Returning to a theme from her first address on the crisis in September, Aung San Suu Kyi acknowledged the criticism of her government’s handling of the crisis from foreign media outlets and Western governments, while arguing that her government understood the nature of the refugee exodus better than the international community.
“There has been a lot of criticisms against our country,” she said. “We need to understand international opinion. However, just as no one can fully understand the situation of our country the way we do, no one can desire peace and development for our country more than us. That is why we need to tackle these problems based on the strength of our unity.”
Aung San Suu Kyi also announced the formation of a new committee, the Union Enterprise for Humanitarian Assistance, Resettlement and Development in Rakhine, to lead the government’s efforts. She will chair the committee, while Union Minister for Social Welfare, Relief and Resettlement Dr Win Myat Aye will be deputy chair.
Win Myat Aye is also leading a separate committee focused on implementing the recommendations of the Advisory Commission on Rakhine State, the body led by former UN secretary-general Dr Kofi Annan to recommend long-term solutions to communal tensions and development programmes in Rakhine State. The state counsellor promised Thursday that her government would “implement the short and long term tasks” of the Annan report effectively.
Annan is briefing the UN Security Council in New York later on Friday to discuss the plight of the Rohingya community in Rakhine State. Previous discussions in the council have condemned the latest crackdown in northern Rakhine, but opposition from China and Russia has prevented any response beyond a formal rebuke of Myanmar’s government and armed forces.
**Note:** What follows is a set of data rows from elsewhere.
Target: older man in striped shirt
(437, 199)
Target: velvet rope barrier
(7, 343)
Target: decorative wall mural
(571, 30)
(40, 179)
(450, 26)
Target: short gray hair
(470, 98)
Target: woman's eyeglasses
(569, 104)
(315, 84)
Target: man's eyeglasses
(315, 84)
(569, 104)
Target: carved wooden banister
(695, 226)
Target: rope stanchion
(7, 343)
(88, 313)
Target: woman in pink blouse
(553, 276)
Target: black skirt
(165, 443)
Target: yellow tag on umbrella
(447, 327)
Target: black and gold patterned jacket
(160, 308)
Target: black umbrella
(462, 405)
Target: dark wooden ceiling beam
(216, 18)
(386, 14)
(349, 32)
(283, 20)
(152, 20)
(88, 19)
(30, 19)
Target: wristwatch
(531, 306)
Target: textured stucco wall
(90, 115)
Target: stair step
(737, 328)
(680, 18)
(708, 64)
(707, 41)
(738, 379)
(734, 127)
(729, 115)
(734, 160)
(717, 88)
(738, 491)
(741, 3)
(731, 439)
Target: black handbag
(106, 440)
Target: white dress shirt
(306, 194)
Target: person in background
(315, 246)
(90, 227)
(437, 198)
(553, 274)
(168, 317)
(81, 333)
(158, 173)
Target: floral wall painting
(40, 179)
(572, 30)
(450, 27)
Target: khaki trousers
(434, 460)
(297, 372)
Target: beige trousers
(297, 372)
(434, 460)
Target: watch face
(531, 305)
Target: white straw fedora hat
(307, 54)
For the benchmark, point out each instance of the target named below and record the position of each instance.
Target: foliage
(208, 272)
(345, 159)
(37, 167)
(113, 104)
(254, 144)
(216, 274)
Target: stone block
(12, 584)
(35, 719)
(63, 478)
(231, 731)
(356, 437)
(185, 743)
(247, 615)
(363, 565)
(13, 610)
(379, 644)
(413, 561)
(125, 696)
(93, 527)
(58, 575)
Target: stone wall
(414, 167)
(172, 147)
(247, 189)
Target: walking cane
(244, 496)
Foreign governments and the United Nations have expressed scepticism that Myanmar would be able to facilitate the return of refugees.
A Wednesday report by the UN Office of the High Commissioner for Human Rights said the military crackdown in response to the August 25 militant attacks on security posts showed a high degree of organisation and coordination, with the apparent intention of permanently driving the Muslim population from the area.
“The destruction by the Tatmadaw of houses, fields, food-stocks, crops, livestock and even trees, render the possibility of the Rohingya returning to normal lives and livelihoods in the future in northern Rakhine almost impossible,” the report said.
“Information received also indicates that the Myanmar security forces targeted teachers, the cultural and religious leadership, and other people of influence in the Rohingya community in an effort to diminish Rohingya history, culture and knowledge.”
Meanwhile, the military has opposed any efforts to implement the Annan Commission’s recommendations and has signalled its opposition to the return of Rohingya refugees.
In a Facebook post yesterday, Tatmadaw chief Senior General Min Aung Hlaing blamed “instigation and propaganda” by foreign media for having “exaggerated” the number of refugees to flee to Bangladesh, adding that the Rohingya belonged in Bengal.
At the end of her address, Aung San Suu Kyi said that state-run media outlets would publish information on how the Myanmar public and foreign supporters could assist the government’s efforts to bring peace and development to Rakhine State.